Les poissons migrateurs amphihalins ne font pas exception. Une des difficultés soulevées par ces déplacements géographiques est de définir l’objectif de conservation de ces espèces en déclin, c’est-à-dire de définir quelle abondance on veut maintenir et à quels endroits ? Il est communément admis de prendre comme objectif une référence historique en termes d’abondance. Mais si le contexte climatique a fortement changé depuis, il est probable que les habitats où l’espèce était connue pour être abondante par le passé soient devenus « défavorables » ou « moins favorables » du point de vue climatique. C’est ce que l’on nomme communément la théorie de la « cible mouvante » en écologie de la restauration.

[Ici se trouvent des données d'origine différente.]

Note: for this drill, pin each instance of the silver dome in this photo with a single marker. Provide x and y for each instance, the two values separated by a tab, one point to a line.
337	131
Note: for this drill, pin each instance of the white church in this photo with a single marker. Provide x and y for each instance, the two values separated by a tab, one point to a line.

Dans ce contexte global changeant, comment gérer au mieux le maintien et le retour de populations de poissons migrateurs amphihalins dans les cours d’eau ? Comment prendre en compte la dynamique en réseau des populations évoquée plus haut ? Comment avertir au mieux les gestionnaires et les décideurs ?

Évaluer les services écosystémiques

Face au déclin généralisé de la biodiversité et aux pressions croissantes sur la nature, un nouveau concept s’est imposé au milieu des années 1990 : l’évaluation des biens et services rendus par la nature aux populations humaines.

Le but est de valoriser l’ensemble des services rendus par les écosystèmes et la biodiversité afin qu’ils soient mieux pris en compte dans les décisions politiques et économiques, et donc que l’on investisse plus fortement dans leur protection et leur gestion.

Largement utilisé dans d’autres contextes, ce concept n’a jamais été appliqué aux poissons migrateurs amphihalins. L’évaluation des services écosystémiques rendus par ces poissons pourrait alors renforcer le message déjà fortement véhiculé par la baisse continue des stocks, en mettant en lumière leur réelle contribution économique.

Services écosystémiques et poissons migrateurs

Les programmes INTERREG visent à favoriser la collaboration transfrontalière en Europe sur la question du développement territorial. Les questions en lien avec le patrimoine naturel y occupent une place importante.

L’un d’entre eux regroupe les cinq pays européens bordant l’océan Atlantique, à savoir l’Irlande, le Royaume-Uni, la France, l’Espagne et le Portugal. Parmi les projets qu’il finance, DiadES vise à évaluer et améliorer les services écosystémiques en lien avec les poissons migrateurs amphihalins, dans le contexte du changement climatique.

https://www.youtube.com/watch ?v=8M22WLrt4jA. Source : DiadES.

Des chercheurs en sciences de l’environnement et des économistes de l’environnement se sont associés dans ce cadre aux porteurs d’enjeux (qui pour la France sont l’OFB, la Dreal, l’UFBLB et le CNPMEM) afin de mettre en évidence de possibles changements de répartition des migrateurs et des bénéfices qui en découlent sur le plan écologique, économique, social et culturel, et surtout de communiquer cette information de manière percutante pour avancer vers une politique de gestion commune.

Une des forces du projet est d’établir pour la première fois une liste des services associés aux poissons migrateurs amphihalins et de fournir la première évaluation monétaire de ces services pour des sites-pilotes le long de la façade Atlantique.